For today’s first review of Goldfinger (1964), here’s Luke from Oracle of Film to share his thoughts on this great entry in the Bond canon.
This isn’t a personal vendetta, 007. It’s an assignment, like any other. And if you can’t treat it as such, coldly and objectively, 008 can replace you.
Number of Times Seen: 4
Brief Synopsis: James Bond agrees to help Felix Leiter get incriminating evidence on a suspected gold smuggler, called Goldfinger.
My Take on It: Goldfinger is my favourite Bond movie, perhaps tied with Daniel Craig’s reboot. For me, it summarises everything essentially Bond and is the perfect template for the other movies to follow.
When a franchise hits as many sequels as James Bond has, you end up looking back through them to dissect what elements make Bond so iconic. For me, Goldfinger is the perfect villain. He is a foreign entity, mysterious, yet consumed by greed. His entire personality is grounded by this uncontrollable lust for gold and a lack of empathy for anyone around him. He happily kills off his followers to get what he wants (he technically sentences Oddjob to death!). He is despicably fun enough to enjoy watching, yet we are all waiting for him to get his comeuppance. Just as great is Oddjob as the most memorable henchman (perhaps losing out to Jaws). He is impossibly strong, steals the two best kills in the movie and his hat is the stuff of cinematic legend.

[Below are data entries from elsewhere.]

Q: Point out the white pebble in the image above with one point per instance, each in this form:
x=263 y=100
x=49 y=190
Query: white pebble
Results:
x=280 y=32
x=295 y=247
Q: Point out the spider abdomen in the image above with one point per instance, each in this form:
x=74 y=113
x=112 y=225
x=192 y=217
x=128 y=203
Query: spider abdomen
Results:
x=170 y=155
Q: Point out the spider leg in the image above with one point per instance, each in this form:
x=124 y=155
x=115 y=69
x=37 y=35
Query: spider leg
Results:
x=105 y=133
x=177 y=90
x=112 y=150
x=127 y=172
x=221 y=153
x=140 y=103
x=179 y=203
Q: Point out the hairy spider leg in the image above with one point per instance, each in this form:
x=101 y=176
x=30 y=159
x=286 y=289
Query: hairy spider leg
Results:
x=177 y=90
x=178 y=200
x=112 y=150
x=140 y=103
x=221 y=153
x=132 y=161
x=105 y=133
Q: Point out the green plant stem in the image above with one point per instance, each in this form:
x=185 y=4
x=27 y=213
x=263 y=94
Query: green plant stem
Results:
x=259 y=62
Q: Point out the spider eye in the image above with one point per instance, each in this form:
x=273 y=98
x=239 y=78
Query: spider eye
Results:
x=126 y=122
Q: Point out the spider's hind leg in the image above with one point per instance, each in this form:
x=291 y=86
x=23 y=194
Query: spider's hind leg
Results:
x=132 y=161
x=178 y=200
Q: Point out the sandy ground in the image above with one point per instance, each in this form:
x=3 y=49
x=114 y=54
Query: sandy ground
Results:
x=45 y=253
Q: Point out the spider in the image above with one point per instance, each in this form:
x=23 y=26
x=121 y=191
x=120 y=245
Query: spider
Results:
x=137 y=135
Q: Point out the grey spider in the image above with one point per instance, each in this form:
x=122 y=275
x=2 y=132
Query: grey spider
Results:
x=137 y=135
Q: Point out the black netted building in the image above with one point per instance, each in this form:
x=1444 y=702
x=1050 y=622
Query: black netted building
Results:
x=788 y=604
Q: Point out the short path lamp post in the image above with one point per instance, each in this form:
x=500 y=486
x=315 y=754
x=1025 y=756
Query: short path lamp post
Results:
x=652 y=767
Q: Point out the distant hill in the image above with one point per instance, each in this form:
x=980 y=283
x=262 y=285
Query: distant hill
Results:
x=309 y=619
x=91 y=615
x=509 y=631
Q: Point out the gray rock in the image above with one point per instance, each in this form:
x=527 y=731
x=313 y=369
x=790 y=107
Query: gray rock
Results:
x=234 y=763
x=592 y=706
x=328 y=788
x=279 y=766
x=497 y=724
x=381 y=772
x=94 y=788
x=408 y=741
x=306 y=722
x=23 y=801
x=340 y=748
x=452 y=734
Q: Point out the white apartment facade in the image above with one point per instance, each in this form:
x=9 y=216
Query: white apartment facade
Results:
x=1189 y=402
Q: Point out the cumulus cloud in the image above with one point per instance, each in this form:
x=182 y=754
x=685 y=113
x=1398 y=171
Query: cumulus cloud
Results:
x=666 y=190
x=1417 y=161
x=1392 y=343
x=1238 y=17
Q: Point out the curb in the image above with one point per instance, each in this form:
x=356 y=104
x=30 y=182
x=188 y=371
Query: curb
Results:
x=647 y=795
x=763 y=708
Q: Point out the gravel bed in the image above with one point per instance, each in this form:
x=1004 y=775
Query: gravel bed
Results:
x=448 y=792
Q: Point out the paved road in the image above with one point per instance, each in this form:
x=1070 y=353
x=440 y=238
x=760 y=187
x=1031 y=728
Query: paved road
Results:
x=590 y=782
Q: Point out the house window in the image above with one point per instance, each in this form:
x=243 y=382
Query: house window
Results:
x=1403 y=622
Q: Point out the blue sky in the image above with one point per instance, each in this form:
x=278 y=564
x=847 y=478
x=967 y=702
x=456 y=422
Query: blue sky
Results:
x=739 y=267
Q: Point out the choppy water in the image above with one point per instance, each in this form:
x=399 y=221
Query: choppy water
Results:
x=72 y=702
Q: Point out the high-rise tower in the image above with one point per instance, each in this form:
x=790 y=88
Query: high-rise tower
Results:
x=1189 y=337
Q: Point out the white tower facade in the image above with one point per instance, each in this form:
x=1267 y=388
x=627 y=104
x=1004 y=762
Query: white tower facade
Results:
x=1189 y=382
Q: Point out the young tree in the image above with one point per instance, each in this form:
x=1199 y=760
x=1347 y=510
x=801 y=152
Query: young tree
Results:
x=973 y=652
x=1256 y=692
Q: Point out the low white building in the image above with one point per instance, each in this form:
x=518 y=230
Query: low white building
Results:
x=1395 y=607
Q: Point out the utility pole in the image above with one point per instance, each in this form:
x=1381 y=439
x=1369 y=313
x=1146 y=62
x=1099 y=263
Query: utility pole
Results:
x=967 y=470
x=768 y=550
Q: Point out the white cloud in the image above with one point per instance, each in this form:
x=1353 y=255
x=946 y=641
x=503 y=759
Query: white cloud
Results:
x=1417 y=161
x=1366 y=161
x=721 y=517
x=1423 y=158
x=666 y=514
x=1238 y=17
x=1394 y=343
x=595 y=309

But it is more than just icons that make Goldfinger so important for the Bond canon. This is the movie where 007 found his feet. The title song and opening sequence feel stable now, a set-in-stone tradition to the canon. Q makes his second appearance, complete with a certain Aston Martin that symbolises everything cool about Bond. We have our Bond girl, our drop-in appearance from Felix Leiter, Moneypenny and M. This movie is the time where James Bond became… well, James Bond.
Bottom Line: Goldfinger is one of the best movies to give to a newcomer to the franchise, because it symbolises everything that makes this series so popular and iconic.